Israel afirma que os grupos rebeldes que ocupam os distritos fronteiriços sírios em frente ao Golã são defensores indígenas de suas aldeias nas regiões de Quneitra e Hermon. Enquanto um pequeno número também pode ter vínculos com Nusra, eles são insignificantes. Essa aceitação ganhou Israel uma estreita faixa de segurança, que atua como um amortecedor contra a incursão do hostil exército sírio, do Hezbollah e das forças iranianas até a fronteira do norte.
Washington fechou a visão da tolerância israelense à presença de Nusra sob seus auspícios - até que a intervenção de Hariri voltou a casa branca.
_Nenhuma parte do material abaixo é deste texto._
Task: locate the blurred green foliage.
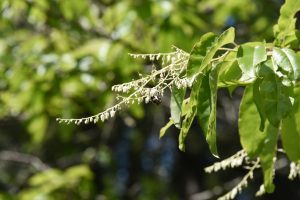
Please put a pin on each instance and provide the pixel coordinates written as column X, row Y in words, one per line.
column 59, row 58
O resultado desta reviravolta logo ficou aparente.
Na quinta-feira, 3 de agosto, o porta-voz do Pentágono, Eric Pahon, anunciou: "Nossas forças especiais estão fornecendo treinamento e apoio às Forças Armadas Libanesas". Para esclarecer o que ele quis dizer com "apoio", ele acrescentou: "Isso não só se concentra na operação Missões de tipo, mas também missões de tipo tático e estratégico. Também temos presença junto das Forças Especiais do Líbano em todos os aspectos do treinamento e operações especiais ".
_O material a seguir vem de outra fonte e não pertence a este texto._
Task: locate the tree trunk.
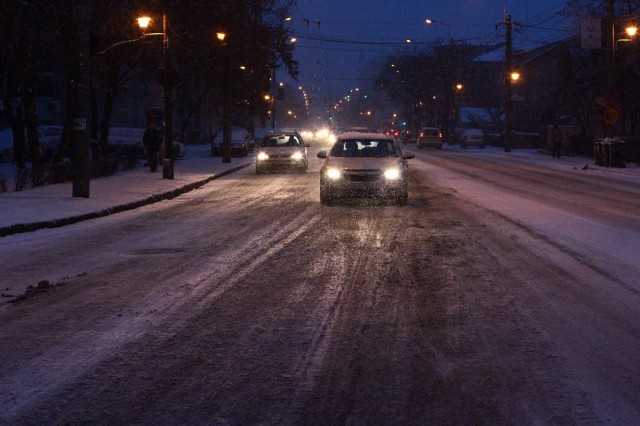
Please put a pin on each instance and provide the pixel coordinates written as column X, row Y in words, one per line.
column 15, row 117
column 31, row 124
column 106, row 121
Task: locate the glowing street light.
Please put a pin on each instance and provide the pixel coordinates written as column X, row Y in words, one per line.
column 167, row 81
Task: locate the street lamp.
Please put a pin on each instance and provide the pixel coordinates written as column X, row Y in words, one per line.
column 226, row 119
column 166, row 78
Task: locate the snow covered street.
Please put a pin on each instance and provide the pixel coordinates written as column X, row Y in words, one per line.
column 505, row 292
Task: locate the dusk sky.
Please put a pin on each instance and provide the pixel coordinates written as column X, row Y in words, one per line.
column 337, row 38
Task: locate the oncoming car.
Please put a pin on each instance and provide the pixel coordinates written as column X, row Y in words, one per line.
column 429, row 137
column 364, row 164
column 284, row 150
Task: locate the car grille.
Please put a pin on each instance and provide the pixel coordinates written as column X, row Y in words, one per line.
column 363, row 175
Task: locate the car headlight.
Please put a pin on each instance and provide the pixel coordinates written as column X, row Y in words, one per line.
column 392, row 174
column 333, row 173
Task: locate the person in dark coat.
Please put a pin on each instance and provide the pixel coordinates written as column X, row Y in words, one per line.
column 151, row 141
column 556, row 140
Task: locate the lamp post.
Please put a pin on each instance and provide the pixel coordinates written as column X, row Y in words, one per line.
column 226, row 119
column 166, row 77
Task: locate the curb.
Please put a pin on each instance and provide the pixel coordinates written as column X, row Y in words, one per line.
column 57, row 223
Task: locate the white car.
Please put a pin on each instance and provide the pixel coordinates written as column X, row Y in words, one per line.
column 282, row 150
column 364, row 164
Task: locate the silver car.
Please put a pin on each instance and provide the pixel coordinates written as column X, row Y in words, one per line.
column 282, row 150
column 364, row 164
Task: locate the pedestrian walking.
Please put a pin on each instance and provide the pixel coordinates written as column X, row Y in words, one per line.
column 556, row 139
column 151, row 141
O porta-voz do Pentágono dificilmente teria feito essa divulgação importante sem autoridade de alto nível - pelo menos pelo ministro da Defesa, James Mattis, se não o presidente pessoalmente.
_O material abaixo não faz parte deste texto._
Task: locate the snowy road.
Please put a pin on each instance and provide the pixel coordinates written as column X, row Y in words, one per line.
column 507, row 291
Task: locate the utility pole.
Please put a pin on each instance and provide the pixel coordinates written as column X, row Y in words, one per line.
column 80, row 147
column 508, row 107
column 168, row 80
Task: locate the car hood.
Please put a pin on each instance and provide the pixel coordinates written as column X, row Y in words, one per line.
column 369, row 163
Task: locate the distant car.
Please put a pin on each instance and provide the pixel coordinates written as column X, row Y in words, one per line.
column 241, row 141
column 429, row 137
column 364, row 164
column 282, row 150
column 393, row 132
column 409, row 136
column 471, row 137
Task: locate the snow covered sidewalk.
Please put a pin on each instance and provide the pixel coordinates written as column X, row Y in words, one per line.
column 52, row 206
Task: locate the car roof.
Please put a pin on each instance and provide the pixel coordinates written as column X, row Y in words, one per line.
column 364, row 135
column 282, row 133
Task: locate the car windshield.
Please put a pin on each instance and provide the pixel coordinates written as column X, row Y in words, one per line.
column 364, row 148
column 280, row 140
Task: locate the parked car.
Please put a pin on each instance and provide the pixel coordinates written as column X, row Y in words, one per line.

Suas palavras foram rapidamente traduzidas em ação.
No domingo 6 de agosto, a segunda parte da operação conjunta da Síria, do Hezbollah e do Líbano estava em andamento contra as forças de Nusra -ISIS que ocupavam posições nas cidades libanesas de Ras Baalbek e al-Fakiya no norte do Vale de Beqaa. Desta vez, as Forças Especiais Libanesas entraram em combate ativo, junto com as Forças Especiais dos EUA - um novo desenvolvimento do maior impacto estratégico - não apenas para Israel, mas no contexto mais amplo do Oriente Médio. As tropas das forças especiais dos EUA participam pela primeira vez de uma operação militar conjunta com o Hezbollah e o governo libanês.
Pode-se argumentar que o exército dos EUA está trabalhando diretamente apenas com o exército do governo libanês. No entanto, os planos operacionais devem ter sido elaborados em conjunto com o alto comando da Síria em Damasco e os chefes de Hezbollah em Beirute - e, tendo em vista o papel deste último como representante de Teerã, os oficiais iranianos não fizeram dúvida de participar dessa conferência de planejamento redonda.
O desdobramento na região fronteiriça sírio-libanesa, portanto, é muito mais do que uma operação de limpeza contra um afiliado da Al Qaeda; É o início de um novo alinhamento militar, que está pronto a lutar na terceira parte da operação, que se concentrará nas fronteiras sírio-jordaniana e sírio-israelense.
Esta combinação é o resultado do acordo russo-russo para cooperar na Síria, que DEBKAfile descobriu desde o primeiro. Ambos os poderes estão determinados a impor as suas zonas de cessar-fogo acordadas até a fronteira de Golã, seja lá o que for necessário - seja ou não que goste de Israel.